As our library’s approach to public safety has evolved over the past five years, library staff member Aaron Alonzo has grown along with it. He started at the library in 2017 in a part-time role, and has since worked to become a leader in the organization.
This month, Alonzo was promoted to Manager of Public Safety. He also recently completed the 2020 Leadership Lab, a program of the Oak Park-River Forest Community Foundation, which he says widened his network of community partners as well as his views on leadership.
“You don’t necessarily have to be at the top of an organization to be a leader,” Alonzo says. “And every leader is different. I think about leadership as, ‘How can I empower others?'”
Evolving public safety with empathy & engagement
Social services team starts growing in 2016
In 2016, the library hired a social worker as part of our strategy to rethink how we engage with all patrons. Since then, Director of Social Services and Public Safety Robert Simmons has built a team to ensure the security and safety of all library patrons and staff members, plus connect people with resources and social services in the Oak Park area, including homeless and at-risk individuals using the library.
As part of this approach, Simmons hired library employees to replace externally contracted security guards. These Public Safety Specialists are trained to take a trauma-informed care approach, help connect patrons to community resources, and prioritize respect and dignity. Alonzo joined the library in 2017 as one of these employees, with a commitment to ensuring safety while engaging people with empathy.
“Our ultimate goal is to make the library a safe environment for patrons and staff,” Alonzo said in 2018, then in a supervisory role. “With any of our patrons, we don’t know what they’re going through, or what just happened to them that day.”
Expanding commitment to public health
In 2019, the team further deepened its focus on public health and safety for all in the community, particularly for those most vulnerable and marginalized. For example, Simmons partnered with Rush Chicago Medical Center to begin providing confidential mental health assessments at the Main Library for people without adequate health care coverage (virtual and telehealth appointments continue to be scheduled during the pandemic).
Now Manager of Public Safety, Alonzo’s role has expanded to include coordinating all the library’s public health devices and supplies, such as AEDs and Naloxone. He also trains and empowers staff in public health interventions, such as providing first aid and carrying out emergency evacuations.
“Aaron will continue providing his leadership on building a comprehensive Public Safety model that serves staff and patrons,” Simmons says. “I am very excited for Aaron and look forward to working with him in this new role.”
Working to keep everyone safe during the pandemic
Since the pandemic hit in March, services and library building access have been limited. Public safety staff have worked to monitor building and floor capacity, ensure that all children are accompanied by adults, and ask visitors to comply with rules such as not gathering, wearing face coverings, and physically distancing.
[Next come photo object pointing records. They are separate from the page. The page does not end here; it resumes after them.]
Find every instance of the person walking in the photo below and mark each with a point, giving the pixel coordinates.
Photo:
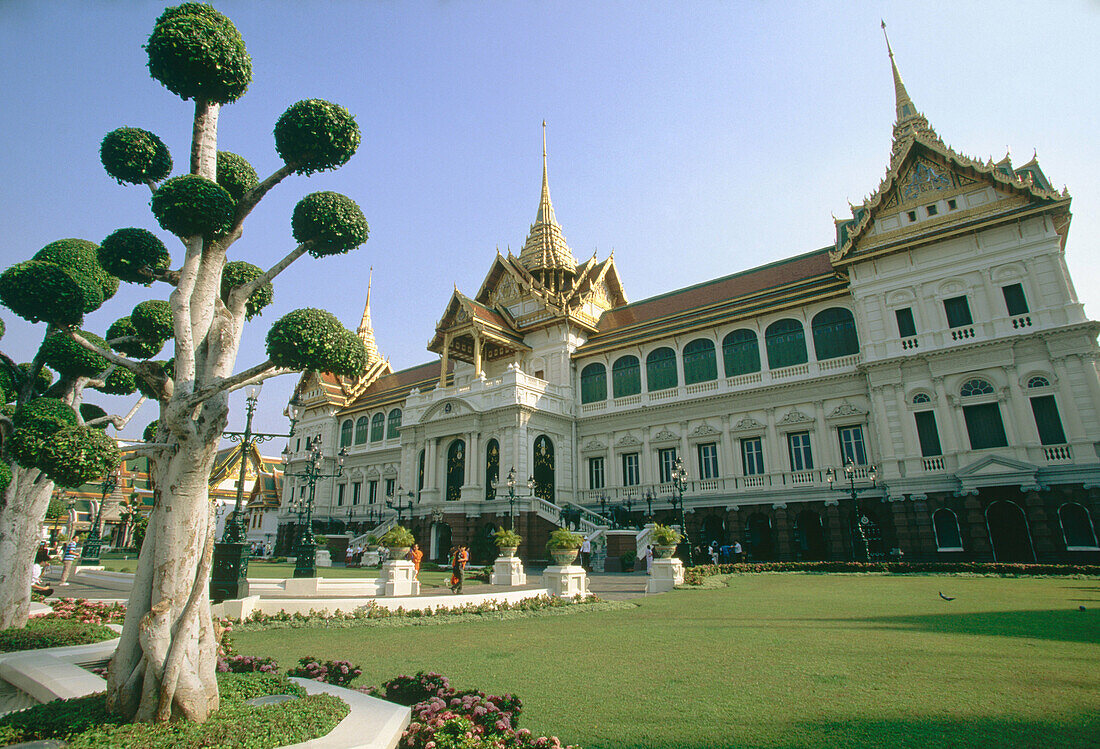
(68, 559)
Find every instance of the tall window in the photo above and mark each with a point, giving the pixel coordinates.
(666, 460)
(751, 456)
(834, 333)
(946, 527)
(630, 474)
(958, 312)
(740, 353)
(851, 444)
(906, 328)
(1047, 420)
(1015, 303)
(596, 477)
(700, 362)
(593, 384)
(927, 433)
(661, 370)
(787, 344)
(708, 460)
(626, 376)
(798, 444)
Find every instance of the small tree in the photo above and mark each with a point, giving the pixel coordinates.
(164, 665)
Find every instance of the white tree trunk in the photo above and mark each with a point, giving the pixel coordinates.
(24, 504)
(165, 663)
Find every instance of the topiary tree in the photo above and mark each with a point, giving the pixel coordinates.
(164, 665)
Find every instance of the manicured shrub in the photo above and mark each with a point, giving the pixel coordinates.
(134, 155)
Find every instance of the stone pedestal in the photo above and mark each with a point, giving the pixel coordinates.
(397, 575)
(565, 582)
(664, 574)
(507, 571)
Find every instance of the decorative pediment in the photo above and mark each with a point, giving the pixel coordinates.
(846, 410)
(795, 417)
(748, 423)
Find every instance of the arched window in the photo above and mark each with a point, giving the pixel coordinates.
(455, 470)
(946, 527)
(834, 333)
(492, 467)
(593, 384)
(740, 353)
(661, 370)
(700, 362)
(543, 467)
(1077, 527)
(787, 344)
(362, 426)
(626, 376)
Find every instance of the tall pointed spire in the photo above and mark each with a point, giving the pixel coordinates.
(365, 331)
(545, 252)
(910, 122)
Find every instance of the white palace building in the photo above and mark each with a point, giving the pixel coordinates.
(937, 348)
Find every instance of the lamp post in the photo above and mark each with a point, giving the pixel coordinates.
(680, 482)
(90, 551)
(400, 504)
(861, 520)
(306, 549)
(230, 569)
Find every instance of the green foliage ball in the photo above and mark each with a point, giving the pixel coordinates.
(120, 382)
(90, 412)
(152, 319)
(149, 434)
(140, 349)
(133, 255)
(134, 155)
(75, 455)
(331, 220)
(314, 135)
(70, 359)
(235, 174)
(239, 273)
(312, 339)
(197, 53)
(36, 290)
(190, 205)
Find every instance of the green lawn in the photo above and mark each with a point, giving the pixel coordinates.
(774, 660)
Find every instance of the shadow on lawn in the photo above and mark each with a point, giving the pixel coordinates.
(1066, 626)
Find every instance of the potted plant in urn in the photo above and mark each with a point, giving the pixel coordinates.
(563, 546)
(398, 540)
(664, 541)
(507, 541)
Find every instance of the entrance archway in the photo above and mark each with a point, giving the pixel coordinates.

They also have continued to connect people with resources such as Housing Forward and to refer vulnerable patrons to Simmons, who helps connect them with community resources and services.
And as winter approaches and more vulnerable patrons require safe and warm spaces, Simmons and his team are increasing their communications with partners in other social service organizations, to ensure they are able to provide the necessary services and referrals.
Leading by working together
The most recent cohort of the Oak Park-River Forest Community Foundation’s Leadership Lab met every Friday from September 2019 through October 2020. By completing the lab, Alonzo says he now has a deeper knowledge of the broader Oak Park area, including neighboring communities.
He also has more connections with community leaders, resources, and organizations that his team may be referring people to, including Beyond Hunger, Riveredge Hospital, Housing Forward, and LIVE Cafe.
“These connections will help me to be able to spread more information to the public and help people who may need more assistance and guidance,” he says.
Another valuable part of the lab, he says, was hearing different leaders’ stories—seeing where they came from and how their leadership styles and backgrounds vary.
Alonzo’s own background includes work as a police officer. Now a leader in public safety at the library, he also serves on the Anti-Racism Advisory Team, which has been working together to develop the library’s Equity and Anti-Racism Strategic Plan.
“I never envisioned working at a library,” he says. “But now that I’m here I don’t envision my life without it.”